If you have leftovers and they seem dry, just add a little milk before you reheat it. Enjoy!
ARROZ CON POLLO
CHICKEN WITH RICE
I have no idea if this is what real arroz con pollo tastes like but there is a story behind this recipe. When my son was a teenager, we always seemed to have a crowd of people in my house. This is a meal that can feed a crowd if you just increase the ingredients. It's all in one pot and really easy to make. The boys named it arroz con pollo, and that is what we have called it ever since. It was a favorite then and still is. I always make this in my electric skillet, but if you don't have one a large stove top one is fine. I use chicken left from soup, but you can buy a cooked chicken and pull the meat off the bone, or when you are grilling chicken breasts, toss on a few extras to use for this meal. Just freeze till you are ready to use. Remember you're always thinking ahead!
1 package Goya yellow rice - this is one of the few pre-packaged mixes I use.
3 cups of cooked chicken
3 garlic cloves chopped
1 medium onion chopped
1 red pepper chopped
1 green pepper chopped
3 T olive oil
1 t cumin
1 quart box of chicken broth
1 can of black beans rinsed and drained
1 cup of pitted green olives (with pimentos) sliced
Heat olive oil in skilled and add garlic, onions, and peppers.

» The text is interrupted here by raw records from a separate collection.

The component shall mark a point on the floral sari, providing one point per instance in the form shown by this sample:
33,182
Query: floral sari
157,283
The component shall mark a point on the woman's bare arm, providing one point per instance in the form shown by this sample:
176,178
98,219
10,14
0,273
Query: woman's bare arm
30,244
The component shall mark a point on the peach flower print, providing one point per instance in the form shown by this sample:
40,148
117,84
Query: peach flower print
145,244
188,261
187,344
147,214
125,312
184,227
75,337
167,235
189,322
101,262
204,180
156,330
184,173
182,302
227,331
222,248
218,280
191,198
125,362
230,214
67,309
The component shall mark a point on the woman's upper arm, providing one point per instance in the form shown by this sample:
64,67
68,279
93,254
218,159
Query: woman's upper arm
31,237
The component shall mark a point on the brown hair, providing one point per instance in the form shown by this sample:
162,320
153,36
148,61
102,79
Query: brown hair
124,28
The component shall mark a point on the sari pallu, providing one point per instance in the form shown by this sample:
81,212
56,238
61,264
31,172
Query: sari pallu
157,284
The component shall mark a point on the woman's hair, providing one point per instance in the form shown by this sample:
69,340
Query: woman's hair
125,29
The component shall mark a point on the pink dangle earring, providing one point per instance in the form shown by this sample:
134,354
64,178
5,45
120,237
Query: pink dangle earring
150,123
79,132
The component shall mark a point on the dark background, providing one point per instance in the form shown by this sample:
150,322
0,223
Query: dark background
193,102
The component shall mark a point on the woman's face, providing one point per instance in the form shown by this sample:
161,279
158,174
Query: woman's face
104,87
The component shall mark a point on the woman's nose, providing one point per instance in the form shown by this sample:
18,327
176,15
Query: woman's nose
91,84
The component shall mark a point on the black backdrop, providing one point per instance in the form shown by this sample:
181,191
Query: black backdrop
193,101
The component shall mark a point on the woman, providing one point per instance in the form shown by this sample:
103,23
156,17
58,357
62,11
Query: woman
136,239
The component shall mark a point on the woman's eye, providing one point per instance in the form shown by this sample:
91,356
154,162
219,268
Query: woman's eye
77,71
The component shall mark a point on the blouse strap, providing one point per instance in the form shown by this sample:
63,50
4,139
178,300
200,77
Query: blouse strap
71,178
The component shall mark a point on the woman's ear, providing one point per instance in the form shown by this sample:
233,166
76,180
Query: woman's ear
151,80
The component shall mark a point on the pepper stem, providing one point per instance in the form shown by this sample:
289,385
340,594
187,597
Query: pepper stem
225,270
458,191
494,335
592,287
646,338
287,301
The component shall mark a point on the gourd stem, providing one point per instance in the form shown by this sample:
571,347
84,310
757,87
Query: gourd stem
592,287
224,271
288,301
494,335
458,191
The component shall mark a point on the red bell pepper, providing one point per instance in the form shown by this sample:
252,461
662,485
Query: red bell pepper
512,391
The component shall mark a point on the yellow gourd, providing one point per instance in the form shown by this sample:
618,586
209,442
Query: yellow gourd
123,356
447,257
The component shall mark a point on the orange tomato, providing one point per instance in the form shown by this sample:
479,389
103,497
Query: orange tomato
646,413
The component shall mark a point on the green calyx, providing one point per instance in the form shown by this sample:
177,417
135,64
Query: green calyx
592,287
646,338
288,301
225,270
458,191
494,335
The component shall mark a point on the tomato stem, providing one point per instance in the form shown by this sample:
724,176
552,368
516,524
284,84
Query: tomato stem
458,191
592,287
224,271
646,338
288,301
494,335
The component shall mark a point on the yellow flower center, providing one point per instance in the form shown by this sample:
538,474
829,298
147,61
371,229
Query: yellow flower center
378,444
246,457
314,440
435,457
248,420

Saute until soft - about 6 or 7 minutes. Add the rice, chicken, olives, beans, cumin and broth and bring to a boil. As soon as it begins to boil, turn the heat down to low, cover and cook for 20 minutes or until the rice is tender. Wasn't that easy?
The hardest part is chopping the vegetables. When I cook on the weekend, I often chop several peppers and onions at once. Mix all together and divide into seperate portions. I freeze what I don't use. If you do this, this meal is really fast. This is another meal I always make a double batch of and freeze one. Another free meal! Enjoy!